UNINTENDED CONSEQUENCES IN PUBLIC REPORTING OF PHYSICIAN RATINGS

Once ratings are publicly shared, physicians with lower ratings could face confirmation bias—i.e., bias that affects new experiences based on previously known information. To illustrate, a patient who chooses a physician with 4.9 stars may perceive their experience to be better than if they had no knowledge of ratings prior to their visit. Conversely, a patient who sees a physician who only has 3.9 starts may perceive their experience to be worse. Confirmation bias could affect a physician’s ability to recruit new patients or evaluations by health care leadership and both phenomena ultimately reinforce high or low future ratings.

Publicly reporting physician ratings may create a greater emphasis within a health system for maintaining higher ratings. If physician hiring decisions, compensation, and promotions are directly or indirectly tied to ratings, then biased ratings could create systematic barriers for growth and inequities in professional and economic growth for physicians from backgrounds underrepresented in medicine.1 Thus, the decision to publish physician ratings may ultimately be detrimental to health systems by undermining efforts to improve diversity, equity, and inclusion.

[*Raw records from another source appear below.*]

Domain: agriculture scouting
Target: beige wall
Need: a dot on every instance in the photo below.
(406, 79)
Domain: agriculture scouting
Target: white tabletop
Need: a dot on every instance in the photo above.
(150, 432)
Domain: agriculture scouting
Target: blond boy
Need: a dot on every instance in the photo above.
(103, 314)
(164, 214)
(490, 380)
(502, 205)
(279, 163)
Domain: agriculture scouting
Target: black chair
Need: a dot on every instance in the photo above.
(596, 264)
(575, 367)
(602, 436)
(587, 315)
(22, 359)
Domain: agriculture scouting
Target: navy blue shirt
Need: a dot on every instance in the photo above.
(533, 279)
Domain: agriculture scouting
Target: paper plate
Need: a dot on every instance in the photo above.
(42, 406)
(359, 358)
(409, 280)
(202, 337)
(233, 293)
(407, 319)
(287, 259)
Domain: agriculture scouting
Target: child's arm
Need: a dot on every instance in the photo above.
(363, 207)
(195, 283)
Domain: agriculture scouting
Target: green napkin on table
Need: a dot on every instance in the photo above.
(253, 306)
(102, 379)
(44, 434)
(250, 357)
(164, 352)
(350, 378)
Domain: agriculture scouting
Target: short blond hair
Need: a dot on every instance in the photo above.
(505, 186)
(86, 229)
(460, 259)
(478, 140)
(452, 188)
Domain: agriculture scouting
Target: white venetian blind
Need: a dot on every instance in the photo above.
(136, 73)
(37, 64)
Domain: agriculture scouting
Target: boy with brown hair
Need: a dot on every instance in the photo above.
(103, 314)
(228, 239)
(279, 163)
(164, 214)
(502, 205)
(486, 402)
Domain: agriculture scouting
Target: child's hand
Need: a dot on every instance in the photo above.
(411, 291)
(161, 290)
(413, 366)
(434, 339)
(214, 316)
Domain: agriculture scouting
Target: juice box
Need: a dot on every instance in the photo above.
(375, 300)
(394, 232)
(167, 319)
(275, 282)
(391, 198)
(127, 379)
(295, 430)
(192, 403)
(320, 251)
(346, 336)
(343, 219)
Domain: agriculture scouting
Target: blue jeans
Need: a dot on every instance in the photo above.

RECOMMENDATIONS TO HEALTH SYSTEMS

Health systems should systematically evaluate CAHPS and other data regarding physician ratings for biases. Academic institutions with access to researchers should lead the charge by reviewing these evaluations internally and partnering with non-academic institutions to do the same. Findings from these analyses that demonstrate the biases we outlined should be published to develop an evidence base for provider ratings and contribute to growing literature on how to promote equity within health care systems’ workforce. 7

Instead of publishing individual provider ratings, health systems could instead provide average patient experience ratings at the clinic level. This could address poor reliability, effects of implicit bias of individuals, and confirmation bias when rating individual physicians, yet still give consumers information about patient experience measures in a given clinic. Clinic-level ratings would also better align with models of team-based care—a concept that is increasingly important in medicine. Of course, even at the clinic level, systems should still be sensitive to and evaluate potential biases, e.g., differences in ratings according to neighborhood. If found, the health system should work with Diversity, Equity, and Inclusion leadership to decide whether and how to report these findings. Ultimately, if bias is detected, the risk of publishing these data likely outweighs the potential benefit.